Last Bastion of Colonialism

There are some interesting elements of land-ownership in the Laikipia district. In Nanyuki (the closest town, probably a 15-minute drive on paved roads but a 1.5 hour drive on the roads that exist) and the surrounding areas, it's just about what I expect from a modern developing country: locally-owned stores, houses and small farms. Along the edges are grazing commons where people herd their cows, goats, sheep, and dairy camels (I want to try camel milk before I leave). But smack-dab in the middle of the district are a bunch of ranches owned by white folks from foreign countries. Now, this isn't necessarily a bad thing, especially for the wildlife; if the owners of the land have an outside source of income, like research or tourism, and don't need to make a living off of their cattle, they won't be grazing the land to death. It just has an odd feel of some sort of modern colonialism. We had our first direct contact with this when we went to talk to the ranch manager, Mike.

We visited Mike to get his opinion on some of the short studies we were thinking of doing for our first course here. Mike is a white Kenyan gentleman, whose family has lived in the area for generations, and has an old cattleman's intimate knowledge of the land. Of course, what first set the mood for the meeting was not Mike, but the ranch house. While pretty much all of the landscape is dry, patchy grass, shrubby trees, and dust of various colors, as we pulled up the long driveway to the ranch house we passed rows of blooming bougainvillea and parked our car under the shade of a 30-foot tall tree, which, in our absence, gently dropped tiny blossoms through the sunroof onto the canvas seats. There was a green lawn, and a garden of well-watered tropical flowers. We met Mike, and it was hard to know what to make of him. He had a British accent, so of course he demanded respect, and he invited us to sit on the veranda and chat. He lit a cigarette, took one puff, and then let it burn down like incense between his two fingers as he talked. He called in Swahili to a servant, who brought out a platter with a full tea service. It was like we had been spliced into a scene from an old movie.

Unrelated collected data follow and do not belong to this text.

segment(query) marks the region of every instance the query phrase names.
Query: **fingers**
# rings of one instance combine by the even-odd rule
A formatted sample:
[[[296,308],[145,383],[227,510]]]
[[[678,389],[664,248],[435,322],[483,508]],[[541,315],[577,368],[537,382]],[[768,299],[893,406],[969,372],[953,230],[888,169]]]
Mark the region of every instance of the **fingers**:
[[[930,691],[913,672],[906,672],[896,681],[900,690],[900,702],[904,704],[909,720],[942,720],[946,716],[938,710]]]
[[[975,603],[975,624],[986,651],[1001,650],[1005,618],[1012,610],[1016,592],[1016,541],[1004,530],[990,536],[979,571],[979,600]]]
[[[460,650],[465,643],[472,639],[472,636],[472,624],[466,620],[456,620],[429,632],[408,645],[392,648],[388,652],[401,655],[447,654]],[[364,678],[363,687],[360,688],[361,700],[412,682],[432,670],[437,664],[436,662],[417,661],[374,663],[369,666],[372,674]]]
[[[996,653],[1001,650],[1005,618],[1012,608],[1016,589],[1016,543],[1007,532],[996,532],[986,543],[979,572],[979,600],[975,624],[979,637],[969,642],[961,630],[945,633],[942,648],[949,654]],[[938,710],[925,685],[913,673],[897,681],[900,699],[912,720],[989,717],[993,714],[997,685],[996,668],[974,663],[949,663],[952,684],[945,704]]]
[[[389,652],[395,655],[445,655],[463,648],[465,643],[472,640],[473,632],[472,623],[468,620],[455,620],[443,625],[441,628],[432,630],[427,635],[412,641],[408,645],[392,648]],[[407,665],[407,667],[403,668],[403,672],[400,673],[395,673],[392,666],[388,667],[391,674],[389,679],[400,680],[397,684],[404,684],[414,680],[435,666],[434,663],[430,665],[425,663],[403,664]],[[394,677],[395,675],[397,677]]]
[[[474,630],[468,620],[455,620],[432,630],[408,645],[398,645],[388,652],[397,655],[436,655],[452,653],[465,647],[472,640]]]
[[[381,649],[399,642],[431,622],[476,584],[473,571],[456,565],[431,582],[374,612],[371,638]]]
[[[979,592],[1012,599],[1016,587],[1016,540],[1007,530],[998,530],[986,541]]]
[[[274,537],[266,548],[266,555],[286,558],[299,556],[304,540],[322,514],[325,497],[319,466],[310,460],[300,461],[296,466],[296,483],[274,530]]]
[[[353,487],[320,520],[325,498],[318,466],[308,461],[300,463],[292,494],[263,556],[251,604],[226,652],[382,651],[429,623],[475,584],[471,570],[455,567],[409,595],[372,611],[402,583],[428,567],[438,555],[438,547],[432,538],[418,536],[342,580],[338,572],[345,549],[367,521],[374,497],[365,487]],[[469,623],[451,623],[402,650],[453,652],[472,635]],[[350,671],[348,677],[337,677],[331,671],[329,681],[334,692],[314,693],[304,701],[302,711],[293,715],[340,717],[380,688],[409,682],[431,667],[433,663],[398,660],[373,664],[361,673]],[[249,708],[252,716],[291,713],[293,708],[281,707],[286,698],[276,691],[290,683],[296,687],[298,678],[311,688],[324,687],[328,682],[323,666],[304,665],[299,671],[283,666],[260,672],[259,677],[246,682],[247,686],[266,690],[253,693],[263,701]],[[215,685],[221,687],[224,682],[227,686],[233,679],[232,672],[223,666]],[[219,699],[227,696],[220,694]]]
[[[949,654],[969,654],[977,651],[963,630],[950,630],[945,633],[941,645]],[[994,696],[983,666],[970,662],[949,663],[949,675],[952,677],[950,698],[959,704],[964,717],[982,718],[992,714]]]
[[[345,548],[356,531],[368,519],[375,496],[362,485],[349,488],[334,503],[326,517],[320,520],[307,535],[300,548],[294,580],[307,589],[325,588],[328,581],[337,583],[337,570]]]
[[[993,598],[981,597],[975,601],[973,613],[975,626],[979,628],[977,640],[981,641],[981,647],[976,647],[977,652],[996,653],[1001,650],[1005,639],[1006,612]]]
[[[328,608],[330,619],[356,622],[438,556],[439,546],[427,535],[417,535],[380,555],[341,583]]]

In the last three weeks I've seen even more of this outside of Laikipia: after camping out by a river and spending a night in an... interesting hotel (more about that later), we stayed on an estate owned by Lord and Lady Delamere and were treated to the aristocratic hospitality of the ranch manager and his wife. In the last year they've been making major efforts to turn the land from a private ranch to a conservancy that takes community needs into account, but it's a very new project. Mike, too, expressed concern for the needs of the community around the ranch, talking about his upcoming project to build a system to catch rain from the roof of the school so the children would have access to drinking water there. It's definitely not old school, land-grabbing, culture-enforcing, white-man's-burden colonialism, but still-- they are wealthy white people who manage extensive fenced areas, and they've got that long British drawl and serve tea all the time.

One of my pet hobbies here is deciding how animals seem like people I know, but I have a sort of reversed feeling for Mike. He is weathered and tough, somewhat intimidating but really pretty tame, and he reminds me of a rhino. And like a rhino, he seems like a relic of Africa's past that nearly became extinct, but is being brought back, slightly altered, by conservation.